|Cat. no. Z7301||Nitrocef Disks™||50 disks/vial|
Hardy Diagnostics Nitrocef Disks™ are intended for use in the rapid testing of isolated colonies of Neisseria gonorrhoeae, Moraxella (Branhamella) catarrhalis, Staphylococcus spp., Haemophilus influenzae, Enterococcus spp., and some anaerobic bacteria for the production of beta-lactamase.(11-13)
It has long been recognized that certain bacteria possess the ability to produce enzymes that inactivate beta-lactam antibiotics. Some hydrolyze penicillin class antimicrobics and are described as penicillinases. Others hydrolyze the cephalosporin class antimicrobics and are described as cephalosporinases. Some bacteria produce enzymes that hydrolyze both cephalosporins and penicillins.(5)

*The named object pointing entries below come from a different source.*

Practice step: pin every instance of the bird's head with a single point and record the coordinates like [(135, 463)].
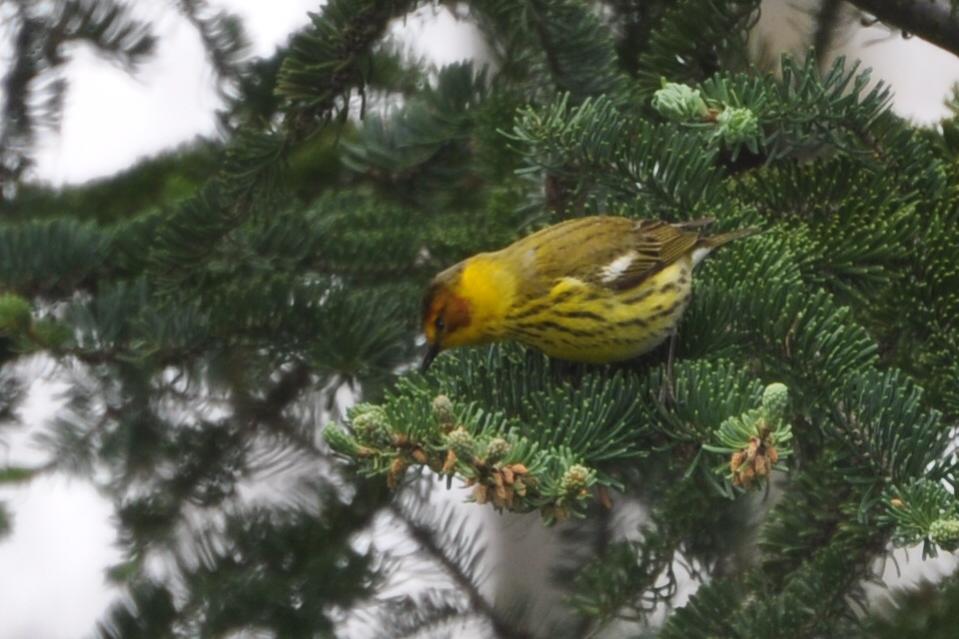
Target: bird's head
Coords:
[(447, 315), (466, 304)]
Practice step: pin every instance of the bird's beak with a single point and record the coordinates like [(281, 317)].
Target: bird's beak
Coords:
[(432, 350)]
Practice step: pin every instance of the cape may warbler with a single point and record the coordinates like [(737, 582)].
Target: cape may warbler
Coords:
[(592, 289)]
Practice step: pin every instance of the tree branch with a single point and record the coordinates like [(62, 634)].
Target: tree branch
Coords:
[(425, 538), (930, 20)]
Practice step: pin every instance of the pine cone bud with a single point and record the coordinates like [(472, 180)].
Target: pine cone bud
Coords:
[(462, 443), (736, 125), (496, 450), (776, 402), (371, 425), (576, 478), (443, 410), (945, 533), (680, 103)]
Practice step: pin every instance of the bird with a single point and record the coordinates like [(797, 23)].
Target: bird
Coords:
[(596, 289)]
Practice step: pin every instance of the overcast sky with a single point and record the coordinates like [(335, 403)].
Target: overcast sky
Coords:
[(54, 560)]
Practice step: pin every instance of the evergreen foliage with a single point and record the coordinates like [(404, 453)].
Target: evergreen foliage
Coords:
[(237, 322)]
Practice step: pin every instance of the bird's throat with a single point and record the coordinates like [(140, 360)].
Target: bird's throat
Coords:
[(490, 287)]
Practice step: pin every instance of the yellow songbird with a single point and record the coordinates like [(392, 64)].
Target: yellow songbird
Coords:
[(592, 289)]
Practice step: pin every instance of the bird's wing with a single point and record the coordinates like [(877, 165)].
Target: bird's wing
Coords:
[(615, 253)]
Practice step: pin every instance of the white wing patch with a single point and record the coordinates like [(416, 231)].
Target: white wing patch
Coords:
[(615, 269), (700, 253)]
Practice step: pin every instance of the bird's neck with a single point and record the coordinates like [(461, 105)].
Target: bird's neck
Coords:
[(490, 286)]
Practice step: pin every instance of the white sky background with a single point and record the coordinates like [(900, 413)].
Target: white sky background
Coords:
[(61, 542)]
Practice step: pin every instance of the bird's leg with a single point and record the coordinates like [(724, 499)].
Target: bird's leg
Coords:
[(666, 391)]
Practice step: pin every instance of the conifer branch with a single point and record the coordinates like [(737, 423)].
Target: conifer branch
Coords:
[(932, 21)]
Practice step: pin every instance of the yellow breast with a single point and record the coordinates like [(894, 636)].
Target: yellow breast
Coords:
[(588, 323)]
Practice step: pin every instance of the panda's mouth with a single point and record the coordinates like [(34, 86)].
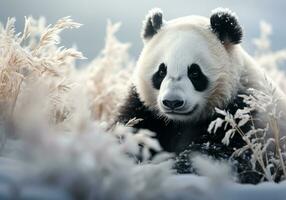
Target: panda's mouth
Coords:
[(175, 112)]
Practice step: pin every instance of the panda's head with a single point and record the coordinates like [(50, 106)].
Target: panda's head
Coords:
[(189, 65)]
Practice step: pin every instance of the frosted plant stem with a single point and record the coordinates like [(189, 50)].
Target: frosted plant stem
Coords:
[(276, 133), (16, 96), (269, 178)]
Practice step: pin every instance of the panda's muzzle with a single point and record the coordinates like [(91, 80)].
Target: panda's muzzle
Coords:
[(173, 104), (176, 112)]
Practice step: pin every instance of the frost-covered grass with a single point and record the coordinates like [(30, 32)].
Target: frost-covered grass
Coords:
[(54, 118)]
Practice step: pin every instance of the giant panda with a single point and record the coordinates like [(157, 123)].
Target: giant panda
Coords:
[(187, 68)]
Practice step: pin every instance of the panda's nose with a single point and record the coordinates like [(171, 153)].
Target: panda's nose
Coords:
[(173, 104)]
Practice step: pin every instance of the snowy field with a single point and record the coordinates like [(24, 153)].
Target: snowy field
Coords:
[(54, 118)]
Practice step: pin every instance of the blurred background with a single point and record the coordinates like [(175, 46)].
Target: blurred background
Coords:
[(94, 15)]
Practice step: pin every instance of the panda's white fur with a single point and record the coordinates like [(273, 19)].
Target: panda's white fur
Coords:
[(212, 44), (179, 43)]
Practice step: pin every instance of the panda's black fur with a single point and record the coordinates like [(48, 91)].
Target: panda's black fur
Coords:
[(184, 140), (174, 136)]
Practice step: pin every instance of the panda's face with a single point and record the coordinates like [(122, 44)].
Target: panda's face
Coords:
[(178, 79), (184, 69)]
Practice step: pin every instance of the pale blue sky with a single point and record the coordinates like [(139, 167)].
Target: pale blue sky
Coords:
[(94, 14)]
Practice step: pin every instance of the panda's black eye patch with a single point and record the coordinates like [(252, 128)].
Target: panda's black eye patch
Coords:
[(159, 76), (197, 77)]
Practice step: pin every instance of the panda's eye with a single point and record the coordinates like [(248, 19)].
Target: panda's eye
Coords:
[(197, 77), (162, 70), (194, 71)]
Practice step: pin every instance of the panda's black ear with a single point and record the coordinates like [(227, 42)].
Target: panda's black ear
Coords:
[(225, 25), (152, 23)]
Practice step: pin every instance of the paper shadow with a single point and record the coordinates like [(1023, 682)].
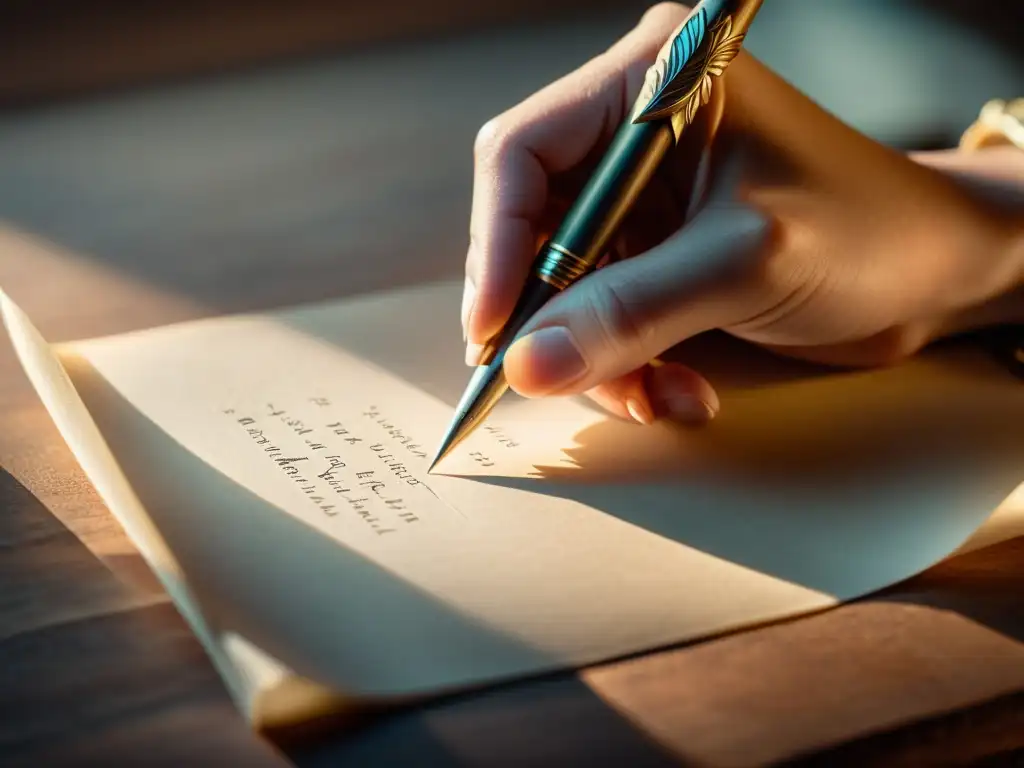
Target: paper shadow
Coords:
[(798, 480), (267, 576), (91, 674), (238, 550)]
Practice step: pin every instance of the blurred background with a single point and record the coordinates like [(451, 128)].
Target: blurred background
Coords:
[(156, 136), (909, 72)]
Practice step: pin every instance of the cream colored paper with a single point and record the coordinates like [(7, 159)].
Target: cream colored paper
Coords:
[(556, 538)]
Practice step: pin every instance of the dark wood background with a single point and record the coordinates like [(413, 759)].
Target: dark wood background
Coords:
[(152, 197)]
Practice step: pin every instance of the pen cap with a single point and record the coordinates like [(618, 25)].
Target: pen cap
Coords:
[(681, 80)]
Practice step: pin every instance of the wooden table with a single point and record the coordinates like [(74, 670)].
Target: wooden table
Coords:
[(282, 186)]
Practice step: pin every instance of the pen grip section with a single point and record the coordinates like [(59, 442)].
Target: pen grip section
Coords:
[(632, 159)]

Rapid beta-lactamase tests can yield clinically relevant information earlier than an MIC or disk diffusion test. Several clinical tests have been devised to detect beta-lactamases. These tests include the iodometric method, the acidometric method, and chromogenic substrates. (6) Iodometric methods are suitable for testing N. gonorrhoeae.(16) Acidometric methods produce acceptable results with Haemophilus spp., N. gonorrhoeae and staphylococci.(16) Nitrocefin, a chromogenic cephalosporin, can be used to test Neisseria gonorrhoeae, Moraxella ( Branhamella) catarrhalis, Staphylococcus spp., Haemophilus influenzae, Enterococcus spp., and some anaerobic bacteria, and has been found effective in detecting all known beta-lactamases.(7-9,16) Nitrocefin is the only reliable test for detecting beta-lactamase producing Enterococcus spp.(16)
Nitrocef Disks™ are impregnated with nitrocefin, a chromogenic cephalosporin. As the amide bond in a beta-lactam ring is hydrolyzed by a beta-lactamase, nitrocefin changes color from yellow to red. Bacteria which produce beta-lactamase in significant amounts produce this yellow to red color change on the Nitrocef Disk™. These beta-lactamases are capable of inactivating "penicillinase-labile-penicillins", such as amoxicillin, ampicillin, penicillin, carbenicillin, mezlocillin, and piperacillin.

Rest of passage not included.